Ling referred to a disappointing start to the June year and said staff numbers had fallen at Fletcher businesses. About 220 jobs had gone at PlaceMakers, many through natural attrition and reduced casual labour.
But RBS was optimistic about Fletcher's fortunes.
"We see attractive upside leverage in Fletcher as its key construction markets rebound towards midcycle levels. Nearly all Fletcher's end markets are depressed, so its leverage to improving demand is significant. Underlying activity will be further supplemented by significant work associated with the Christchurch rebuild and leaky homes repair to provide robust conditions in New Zealand for some time. Fletcher joins CSR as one of our preferred picks in the building materials space. Our $7.44 average valuation and price target sits 16 per cent above the current share price.
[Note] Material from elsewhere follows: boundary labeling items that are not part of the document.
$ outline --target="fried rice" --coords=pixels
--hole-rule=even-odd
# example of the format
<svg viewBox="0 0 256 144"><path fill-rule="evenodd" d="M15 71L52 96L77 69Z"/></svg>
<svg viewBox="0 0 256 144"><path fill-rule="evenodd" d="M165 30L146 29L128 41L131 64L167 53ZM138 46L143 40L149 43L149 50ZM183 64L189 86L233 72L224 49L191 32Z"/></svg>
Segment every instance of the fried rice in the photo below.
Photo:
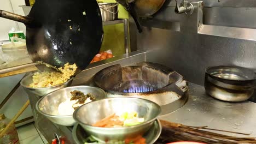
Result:
<svg viewBox="0 0 256 144"><path fill-rule="evenodd" d="M59 68L62 73L56 71L37 72L33 75L33 82L29 87L42 88L56 86L67 81L73 75L77 69L77 65L67 63L64 67Z"/></svg>

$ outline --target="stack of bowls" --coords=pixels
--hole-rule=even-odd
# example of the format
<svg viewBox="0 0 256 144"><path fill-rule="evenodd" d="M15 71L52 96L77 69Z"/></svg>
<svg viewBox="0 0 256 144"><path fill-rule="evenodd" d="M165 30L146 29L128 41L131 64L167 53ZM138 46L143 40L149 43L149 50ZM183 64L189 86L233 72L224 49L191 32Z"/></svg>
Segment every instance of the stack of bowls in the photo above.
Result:
<svg viewBox="0 0 256 144"><path fill-rule="evenodd" d="M91 125L113 113L136 111L145 121L130 127L102 128ZM156 103L144 99L116 97L95 101L78 108L73 117L90 135L102 141L123 140L125 138L143 135L153 125L161 113Z"/></svg>
<svg viewBox="0 0 256 144"><path fill-rule="evenodd" d="M59 105L71 98L71 92L74 90L81 91L84 94L91 93L96 100L106 98L106 93L101 88L94 87L79 86L66 87L60 89L40 99L36 105L37 110L52 122L65 126L72 126L75 121L73 115L60 115L58 112ZM93 110L93 109L92 109Z"/></svg>

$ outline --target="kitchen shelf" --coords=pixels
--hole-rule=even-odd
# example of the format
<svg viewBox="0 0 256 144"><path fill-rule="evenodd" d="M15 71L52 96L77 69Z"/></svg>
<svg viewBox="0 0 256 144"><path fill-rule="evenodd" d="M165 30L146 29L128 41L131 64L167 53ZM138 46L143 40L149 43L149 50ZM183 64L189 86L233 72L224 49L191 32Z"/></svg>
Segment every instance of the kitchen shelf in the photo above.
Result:
<svg viewBox="0 0 256 144"><path fill-rule="evenodd" d="M103 22L103 26L113 25L119 23L124 23L125 52L125 53L127 53L129 52L128 20L119 19L114 21ZM28 58L26 58L26 59ZM22 68L22 66L25 64L32 63L30 59L26 59L26 62L24 62L24 61L18 59L15 62L11 62L4 67L0 66L0 78L20 74L24 73L31 72L37 70L37 67L35 66L31 66L30 67L26 67L25 68ZM16 70L18 68L20 68L20 69Z"/></svg>

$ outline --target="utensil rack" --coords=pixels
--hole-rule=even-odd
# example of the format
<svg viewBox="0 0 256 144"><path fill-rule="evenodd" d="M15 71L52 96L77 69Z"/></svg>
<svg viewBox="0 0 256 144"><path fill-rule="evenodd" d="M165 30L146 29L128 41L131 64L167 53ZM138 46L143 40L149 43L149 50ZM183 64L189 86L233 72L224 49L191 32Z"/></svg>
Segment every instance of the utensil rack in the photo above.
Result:
<svg viewBox="0 0 256 144"><path fill-rule="evenodd" d="M103 26L113 25L119 23L124 23L125 53L127 53L129 52L129 35L128 32L128 20L119 19L114 21L104 21L103 22ZM26 67L26 68L22 68L22 66L26 64L18 64L15 67L7 67L0 69L0 78L20 74L24 73L33 71L37 70L37 68L36 66L31 66L30 67ZM16 70L18 68L19 68L19 70Z"/></svg>

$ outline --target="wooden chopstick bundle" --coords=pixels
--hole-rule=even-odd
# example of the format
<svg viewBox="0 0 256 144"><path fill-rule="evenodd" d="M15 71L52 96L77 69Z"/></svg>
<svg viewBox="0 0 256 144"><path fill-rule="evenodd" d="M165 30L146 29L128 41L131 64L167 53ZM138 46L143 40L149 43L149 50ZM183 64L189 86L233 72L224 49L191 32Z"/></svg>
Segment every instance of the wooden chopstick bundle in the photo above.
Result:
<svg viewBox="0 0 256 144"><path fill-rule="evenodd" d="M214 129L204 127L192 127L160 120L162 133L156 143L166 143L178 141L196 141L206 143L256 143L254 137L239 137L225 135L207 130L214 130L240 135L249 134Z"/></svg>

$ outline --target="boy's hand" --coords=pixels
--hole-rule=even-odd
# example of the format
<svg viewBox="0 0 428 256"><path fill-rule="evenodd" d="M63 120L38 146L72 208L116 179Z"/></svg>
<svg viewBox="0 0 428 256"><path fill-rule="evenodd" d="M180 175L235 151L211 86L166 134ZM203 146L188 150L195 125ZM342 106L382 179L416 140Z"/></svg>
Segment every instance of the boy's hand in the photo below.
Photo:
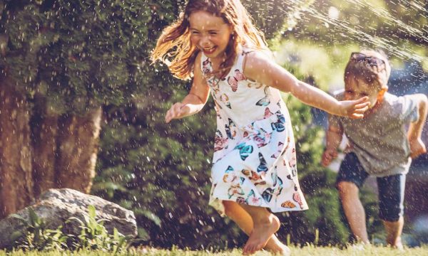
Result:
<svg viewBox="0 0 428 256"><path fill-rule="evenodd" d="M165 122L169 123L173 119L180 119L185 117L190 112L190 107L187 104L177 102L171 106L166 112Z"/></svg>
<svg viewBox="0 0 428 256"><path fill-rule="evenodd" d="M414 159L419 156L427 153L427 148L421 138L409 139L410 144L410 157Z"/></svg>
<svg viewBox="0 0 428 256"><path fill-rule="evenodd" d="M370 102L368 97L363 97L356 100L343 100L339 102L339 105L338 115L360 119L364 117L364 112L369 109Z"/></svg>
<svg viewBox="0 0 428 256"><path fill-rule="evenodd" d="M332 149L326 149L324 153L322 154L321 164L324 167L327 167L336 157L337 157L337 150Z"/></svg>

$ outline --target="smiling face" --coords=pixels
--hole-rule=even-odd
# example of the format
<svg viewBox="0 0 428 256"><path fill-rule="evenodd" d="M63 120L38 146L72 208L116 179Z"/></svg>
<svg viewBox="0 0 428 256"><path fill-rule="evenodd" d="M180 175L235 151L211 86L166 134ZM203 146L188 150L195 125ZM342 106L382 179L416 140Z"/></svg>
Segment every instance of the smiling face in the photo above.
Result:
<svg viewBox="0 0 428 256"><path fill-rule="evenodd" d="M189 16L190 41L211 60L223 57L228 47L232 26L207 11L197 11Z"/></svg>

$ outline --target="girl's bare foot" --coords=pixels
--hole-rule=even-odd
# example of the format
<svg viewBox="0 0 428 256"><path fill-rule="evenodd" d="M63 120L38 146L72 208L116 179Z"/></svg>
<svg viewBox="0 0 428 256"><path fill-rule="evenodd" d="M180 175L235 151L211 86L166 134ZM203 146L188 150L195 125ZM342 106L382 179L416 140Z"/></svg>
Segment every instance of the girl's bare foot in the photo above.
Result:
<svg viewBox="0 0 428 256"><path fill-rule="evenodd" d="M262 221L255 222L253 232L244 246L243 254L250 255L264 247L280 225L280 220L272 213Z"/></svg>
<svg viewBox="0 0 428 256"><path fill-rule="evenodd" d="M291 255L290 248L275 235L268 241L265 249L274 255L290 256Z"/></svg>

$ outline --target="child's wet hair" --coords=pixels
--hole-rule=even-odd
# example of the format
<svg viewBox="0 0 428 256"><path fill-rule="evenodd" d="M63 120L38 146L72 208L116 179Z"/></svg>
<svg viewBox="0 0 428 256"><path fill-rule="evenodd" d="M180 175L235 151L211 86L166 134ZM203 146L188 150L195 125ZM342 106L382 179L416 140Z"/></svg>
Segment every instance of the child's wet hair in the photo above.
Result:
<svg viewBox="0 0 428 256"><path fill-rule="evenodd" d="M226 24L233 27L233 33L225 50L226 58L220 66L222 74L233 65L240 45L268 48L263 33L254 26L252 18L239 0L188 0L178 19L163 30L151 55L153 61L169 62L168 68L175 77L188 79L192 75L199 50L190 43L188 18L192 13L198 11L205 11L222 18Z"/></svg>
<svg viewBox="0 0 428 256"><path fill-rule="evenodd" d="M387 85L390 74L391 66L383 51L363 50L351 54L345 69L345 83L362 80L380 89Z"/></svg>

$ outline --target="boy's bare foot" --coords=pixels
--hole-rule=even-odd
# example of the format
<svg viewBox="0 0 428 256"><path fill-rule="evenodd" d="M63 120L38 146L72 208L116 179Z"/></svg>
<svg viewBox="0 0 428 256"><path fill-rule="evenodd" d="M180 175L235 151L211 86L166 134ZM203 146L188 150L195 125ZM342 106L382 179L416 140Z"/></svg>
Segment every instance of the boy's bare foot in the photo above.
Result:
<svg viewBox="0 0 428 256"><path fill-rule="evenodd" d="M273 214L270 214L264 221L255 223L253 232L244 246L243 254L253 254L264 247L272 235L278 230L280 225L280 220Z"/></svg>

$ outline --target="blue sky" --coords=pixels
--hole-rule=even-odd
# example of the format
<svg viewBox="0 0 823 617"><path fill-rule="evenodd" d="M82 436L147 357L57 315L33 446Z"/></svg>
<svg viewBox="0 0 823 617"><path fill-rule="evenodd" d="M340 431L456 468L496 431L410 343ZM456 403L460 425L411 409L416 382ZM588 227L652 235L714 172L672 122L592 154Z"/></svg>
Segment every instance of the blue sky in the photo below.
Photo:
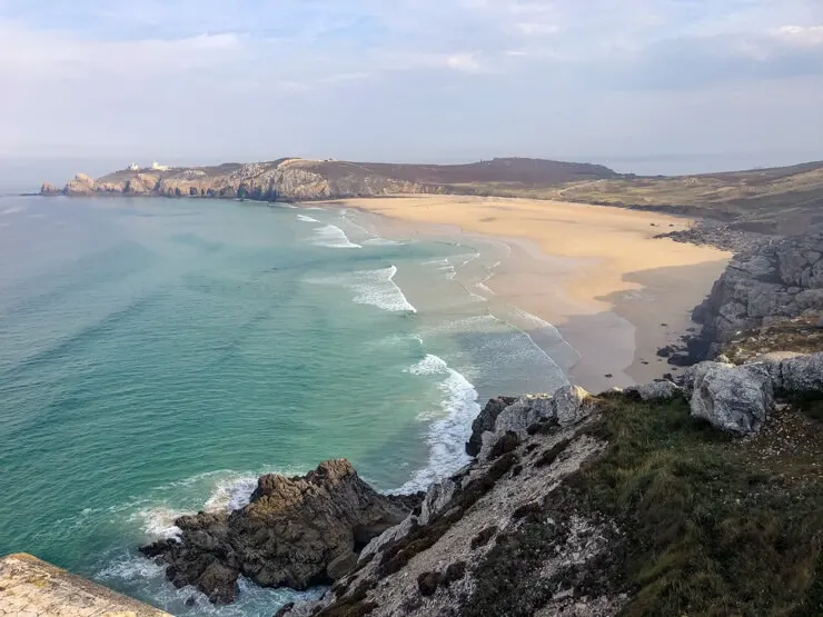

"RBS is taking a more positive view of the sector generally," the report said.
"After a difficult first half, we expect that the latter part of 2012 will show the first signs of improvement in the major construction markets across Australia, New Zealand and the United States. This should provide some much-needed support for the listed building materials stocks. Against this backdrop, we recommend a shift away from the performers of 2011 towards the value names. As a result, we raise our rating on Fletcher to buy, and it joins CSR as one of our preferred sector exposures," RBS said.
Kar Yue Yeo and Peros said the New Zealand and Australian building cycles were at or near their troughs.
The consensus of analysts' estimates was for Fletcher to make $346 million net profit after tax for the year to June 2012, they said, although the two analysts are predicting well under that at just $320 million.
"The upside for Fletcher from here in is through recovery in the Australasia building cycle, the post-quake rebuild in Christchurch and capital-ising on structural opportunities for supply of pipes to the gas and water industries," the two analysts said.